TOKYO, Sept 6 (Reuters) - Oil prices edged higher on Friday, with crude benchmarks poised for multi-week gains amid a sharp drawdown in U.S. crude inventories, while trade tensions eased after Washington and Beijing agreed to hold high-level talks next month.
Brent crude was up 3 cents at $60.98 a barrel, as of 0144 GMT, while U.S. West Texas Intermediate (WTI) crude was up 8 cents at $56.38.
Brent is set to mark its fourth weekly gain, while U.S. crude is headed for a second weekly rise.
"Crude has been trading higher after the news that China and the United States would restart their trade talks with an important meeting in October," said Alfonso Esparza, market analyst at OANDA.

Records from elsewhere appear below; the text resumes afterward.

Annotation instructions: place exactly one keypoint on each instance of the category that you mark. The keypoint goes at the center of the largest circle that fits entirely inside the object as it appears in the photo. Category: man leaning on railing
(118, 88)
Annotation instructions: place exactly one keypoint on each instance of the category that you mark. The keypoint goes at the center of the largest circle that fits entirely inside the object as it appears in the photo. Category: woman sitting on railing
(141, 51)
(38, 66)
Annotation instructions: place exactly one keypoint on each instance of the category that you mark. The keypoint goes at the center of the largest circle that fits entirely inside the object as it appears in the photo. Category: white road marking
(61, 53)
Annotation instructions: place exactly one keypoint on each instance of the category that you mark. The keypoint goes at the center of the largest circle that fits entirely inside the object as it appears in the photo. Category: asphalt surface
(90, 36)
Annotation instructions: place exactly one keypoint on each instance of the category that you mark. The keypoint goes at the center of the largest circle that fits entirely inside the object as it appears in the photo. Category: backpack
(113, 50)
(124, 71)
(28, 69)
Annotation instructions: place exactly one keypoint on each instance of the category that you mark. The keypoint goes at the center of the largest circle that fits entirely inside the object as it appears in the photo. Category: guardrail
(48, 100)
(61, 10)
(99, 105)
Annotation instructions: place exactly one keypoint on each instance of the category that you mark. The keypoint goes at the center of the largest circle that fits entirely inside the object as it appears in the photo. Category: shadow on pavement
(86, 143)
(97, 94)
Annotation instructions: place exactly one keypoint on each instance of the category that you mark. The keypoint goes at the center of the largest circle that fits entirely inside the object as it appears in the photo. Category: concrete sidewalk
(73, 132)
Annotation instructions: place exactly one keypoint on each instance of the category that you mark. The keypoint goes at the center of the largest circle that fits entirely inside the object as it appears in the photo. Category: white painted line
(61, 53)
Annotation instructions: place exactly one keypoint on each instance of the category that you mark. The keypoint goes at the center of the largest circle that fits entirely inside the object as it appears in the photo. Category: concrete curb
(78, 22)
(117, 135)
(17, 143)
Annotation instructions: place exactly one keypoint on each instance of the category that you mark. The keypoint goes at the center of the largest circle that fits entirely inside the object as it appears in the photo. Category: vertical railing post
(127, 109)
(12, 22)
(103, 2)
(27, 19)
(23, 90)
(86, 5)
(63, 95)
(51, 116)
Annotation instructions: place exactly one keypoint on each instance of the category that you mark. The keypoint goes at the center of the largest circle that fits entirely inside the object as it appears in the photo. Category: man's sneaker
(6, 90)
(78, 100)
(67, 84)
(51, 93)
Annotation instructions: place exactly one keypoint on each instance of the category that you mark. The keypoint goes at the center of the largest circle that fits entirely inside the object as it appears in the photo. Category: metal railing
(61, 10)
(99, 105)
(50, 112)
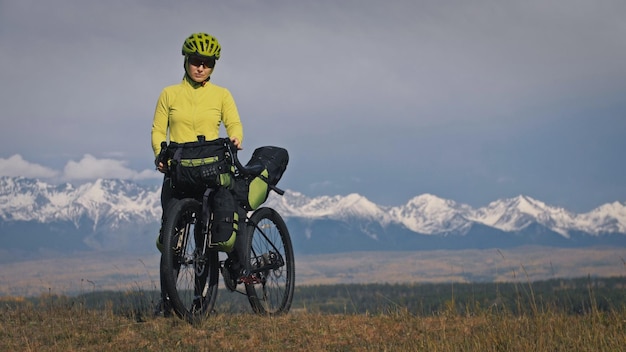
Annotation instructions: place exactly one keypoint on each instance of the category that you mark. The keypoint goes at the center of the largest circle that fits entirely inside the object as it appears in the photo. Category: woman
(194, 107)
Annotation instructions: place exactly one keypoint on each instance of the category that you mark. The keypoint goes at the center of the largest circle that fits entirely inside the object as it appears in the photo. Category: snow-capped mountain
(122, 215)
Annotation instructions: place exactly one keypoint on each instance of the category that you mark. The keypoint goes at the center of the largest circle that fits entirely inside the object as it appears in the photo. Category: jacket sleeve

Beijing and Washington on Thursday agreed to hold high-level talks in early October in Washington, cheering investors hoping that the trade war may end tit-for-tat tariff hikes that are chipping away at economic growth. prolonged trade dispute has been a dampener on oil prices, but Brent is still up about 13% this year, helped by production cuts led by the Organization of the Petroleum Exporting Countries (OPEC) and its allies, including Russia, to drain inventories.
U.S. crude and product inventories fell last week, with crude drawing down for a third consecutive week despite a jump in imports, the Energy Information Administration (EIA) said. EIA/S
Crude stocks dropped 4.8 million barrels, nearly double analysts' expectations, to 423 million barrels, their lowest since October 2018.
Oil prices on Thursday soared more than 2% after the EIA report, although they gradually trimmed gains as investors are not entirely convinced that the Sino-U.S. trade talks will yield results.